Auszug - Vorstellung der Arbeit einer Integrations-/Migrationsbeauftragten Referentin: Frau Doris Nahawandi, Beauftragte für Integration u. Migration in Friedrichshain-Kreuzberg, Sprecherin der Landesarbeitsgemeinschaft der Migrationsbeauftragten der BerlinerBezirke
Die Ausschussvorsitzende stellt die Beauftragte für Integration und Migration im Bezirk Friedrichshain-Kreuzberg und Sprecherin der Landesarbeitsgemeinschaft der Migrationsbeauftragten der Berliner Bezirke, Frau Doris Nahawandi, vor und bittet sie, von ihrer Arbeit zu berichten. Frau
Nahawandi erklärt, das Thema Integration gewinne zunehmend an
gesamtgesellschaftlicher Bedeutung. So habe die Bundesbeauftragte für Migration
und Integration, Frau Böhmer, den Rang einer Staatsministerin im Kanzleramt.
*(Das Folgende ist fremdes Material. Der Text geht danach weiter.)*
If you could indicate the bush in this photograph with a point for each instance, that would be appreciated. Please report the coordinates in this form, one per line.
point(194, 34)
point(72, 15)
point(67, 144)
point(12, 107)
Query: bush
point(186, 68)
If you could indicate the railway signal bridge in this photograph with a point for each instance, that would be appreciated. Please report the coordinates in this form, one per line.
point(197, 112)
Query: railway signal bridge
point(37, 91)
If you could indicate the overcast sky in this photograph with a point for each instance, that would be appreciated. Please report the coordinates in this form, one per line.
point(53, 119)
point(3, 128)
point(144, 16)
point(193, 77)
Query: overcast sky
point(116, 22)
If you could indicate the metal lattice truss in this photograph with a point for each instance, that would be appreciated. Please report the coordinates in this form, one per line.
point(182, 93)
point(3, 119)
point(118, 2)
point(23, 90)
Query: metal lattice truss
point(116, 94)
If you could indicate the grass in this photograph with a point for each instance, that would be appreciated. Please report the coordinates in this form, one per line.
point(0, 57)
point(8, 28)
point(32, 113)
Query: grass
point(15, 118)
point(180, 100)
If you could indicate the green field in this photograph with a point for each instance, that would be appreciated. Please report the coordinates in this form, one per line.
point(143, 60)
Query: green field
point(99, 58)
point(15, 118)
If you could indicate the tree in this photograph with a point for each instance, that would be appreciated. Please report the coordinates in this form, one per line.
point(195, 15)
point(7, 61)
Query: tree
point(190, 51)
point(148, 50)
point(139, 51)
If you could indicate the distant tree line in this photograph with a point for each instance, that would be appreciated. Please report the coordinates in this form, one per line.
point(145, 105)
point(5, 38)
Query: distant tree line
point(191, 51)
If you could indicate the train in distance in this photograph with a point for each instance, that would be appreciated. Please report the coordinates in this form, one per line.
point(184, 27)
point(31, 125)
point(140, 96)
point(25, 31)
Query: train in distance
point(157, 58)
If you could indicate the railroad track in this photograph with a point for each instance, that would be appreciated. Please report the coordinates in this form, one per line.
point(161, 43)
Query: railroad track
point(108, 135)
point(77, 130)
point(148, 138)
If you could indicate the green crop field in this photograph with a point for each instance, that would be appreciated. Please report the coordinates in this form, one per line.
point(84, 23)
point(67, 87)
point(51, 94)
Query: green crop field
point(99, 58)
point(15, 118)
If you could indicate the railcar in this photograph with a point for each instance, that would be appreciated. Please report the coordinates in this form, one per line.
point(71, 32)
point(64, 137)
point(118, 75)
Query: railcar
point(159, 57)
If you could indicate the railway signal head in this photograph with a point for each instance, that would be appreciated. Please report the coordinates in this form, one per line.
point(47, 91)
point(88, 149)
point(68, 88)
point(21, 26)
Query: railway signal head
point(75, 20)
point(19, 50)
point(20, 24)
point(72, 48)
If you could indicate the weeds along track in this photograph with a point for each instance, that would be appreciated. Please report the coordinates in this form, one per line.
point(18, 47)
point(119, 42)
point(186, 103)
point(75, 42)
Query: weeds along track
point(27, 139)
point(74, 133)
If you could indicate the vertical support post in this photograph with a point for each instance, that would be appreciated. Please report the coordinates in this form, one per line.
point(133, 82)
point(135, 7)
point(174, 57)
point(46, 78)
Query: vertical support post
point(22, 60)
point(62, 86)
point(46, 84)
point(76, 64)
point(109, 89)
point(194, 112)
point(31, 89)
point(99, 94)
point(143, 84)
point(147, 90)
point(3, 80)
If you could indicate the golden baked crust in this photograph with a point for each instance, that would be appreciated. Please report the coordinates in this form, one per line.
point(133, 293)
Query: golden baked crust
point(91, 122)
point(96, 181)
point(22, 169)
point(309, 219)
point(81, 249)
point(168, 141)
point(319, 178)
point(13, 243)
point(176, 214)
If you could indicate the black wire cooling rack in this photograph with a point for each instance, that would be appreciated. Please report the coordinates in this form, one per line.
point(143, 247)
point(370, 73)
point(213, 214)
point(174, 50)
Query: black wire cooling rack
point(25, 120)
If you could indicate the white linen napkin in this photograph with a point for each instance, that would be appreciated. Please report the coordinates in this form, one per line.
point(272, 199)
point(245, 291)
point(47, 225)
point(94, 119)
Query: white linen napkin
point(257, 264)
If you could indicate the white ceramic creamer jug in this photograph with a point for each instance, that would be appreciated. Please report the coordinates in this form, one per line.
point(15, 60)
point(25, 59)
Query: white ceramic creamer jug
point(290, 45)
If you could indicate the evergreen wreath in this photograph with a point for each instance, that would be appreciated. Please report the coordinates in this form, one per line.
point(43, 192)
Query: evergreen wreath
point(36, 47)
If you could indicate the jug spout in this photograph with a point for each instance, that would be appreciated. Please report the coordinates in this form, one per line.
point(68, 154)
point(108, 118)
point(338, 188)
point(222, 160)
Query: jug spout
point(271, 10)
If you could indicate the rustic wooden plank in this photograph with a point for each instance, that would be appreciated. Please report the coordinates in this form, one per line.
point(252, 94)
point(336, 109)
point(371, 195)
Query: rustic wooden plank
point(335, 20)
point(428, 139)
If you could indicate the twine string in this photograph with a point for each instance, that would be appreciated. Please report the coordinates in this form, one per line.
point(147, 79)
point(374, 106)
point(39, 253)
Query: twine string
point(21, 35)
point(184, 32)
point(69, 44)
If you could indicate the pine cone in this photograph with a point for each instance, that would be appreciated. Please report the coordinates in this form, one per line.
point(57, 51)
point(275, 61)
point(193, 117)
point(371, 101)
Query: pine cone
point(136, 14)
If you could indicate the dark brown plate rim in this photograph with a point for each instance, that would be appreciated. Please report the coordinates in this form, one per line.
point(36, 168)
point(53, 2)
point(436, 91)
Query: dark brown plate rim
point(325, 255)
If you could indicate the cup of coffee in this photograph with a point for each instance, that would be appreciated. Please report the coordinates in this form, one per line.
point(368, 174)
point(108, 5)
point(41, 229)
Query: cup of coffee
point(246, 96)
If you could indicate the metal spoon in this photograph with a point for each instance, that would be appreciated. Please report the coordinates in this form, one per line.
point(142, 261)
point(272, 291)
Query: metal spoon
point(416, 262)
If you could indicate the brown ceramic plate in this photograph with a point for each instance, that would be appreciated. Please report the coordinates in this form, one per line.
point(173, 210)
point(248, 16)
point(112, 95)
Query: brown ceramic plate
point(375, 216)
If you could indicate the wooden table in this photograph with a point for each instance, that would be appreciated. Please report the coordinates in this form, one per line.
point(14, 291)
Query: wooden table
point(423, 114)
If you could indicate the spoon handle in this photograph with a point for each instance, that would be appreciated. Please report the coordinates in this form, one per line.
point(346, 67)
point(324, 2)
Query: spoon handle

Der Anteil von Bürgern mit Migrationshintergrund nehme zu; im Bezirk
Steglitz-Zehlendorf betrage er beispielsweise 12 Prozent. Der tatsächliche
Anteil dürfte jedoch höher sein, da viele Menschen aus dieser Gruppe bereits
eingebürgert seien und daher statistisch nicht mehr erfasst würden. Dennoch
würden Menschen mit Migrationshintergrund wegen ihrer Herkunft oder Hautfarbe
Diskriminierung erfahren. Da die Berliner Verwaltung per Geschäftsordnung
interkulturell geöffnet ist, seien in den meisten Bezirken Stellen für
Beauftragte für Integration bzw. Migration geschaffen worden. Im
Bezirk Friedrichhain-Kreuzberg hätten das Bezirksamt und die BVV beschlossen,
dass die interkulturelle Öffnung vorangetrieben werden soll. Daraufhin sei eine
Arbeitsgruppe eingerichtet worden, die diesen Prozess u.a. durch die Erarbeitung
von Standards und Schulungen vorantreibt. Dennoch sei der Prozess auch in
Friedrichshain-Kreuzberg noch nicht abgeschlossen. Weitere Schwerpunkte ihrer
Arbeit seien die Beratung von Bezirksamt und BVV. Innerhalb des Bezirksamts
habe ihr Aufgabenbereich eine Querschnittsfunktion, da sie in viele andere
Bereiche hineinreicht (z.B. Gesundheitsdienst, interkulturelle Altenhilfe,
Beratung von Familien nicht deutscher Herkunft im Jugendamt etc.) Innerhalb des
Bezirksamts befasse sie sich auch mit der Frage, in wie weit die Leistungen des
Amtes den speziellen Bedürfnissen von Migranten gerecht werden. In ihrem
Zuständigkeitsbereich vertrete sie zudem den Bezirk nach außen. Weiterhin
sei sie „zuständig für den ganzen Bereich der Demokratieförderung im Bezirk“.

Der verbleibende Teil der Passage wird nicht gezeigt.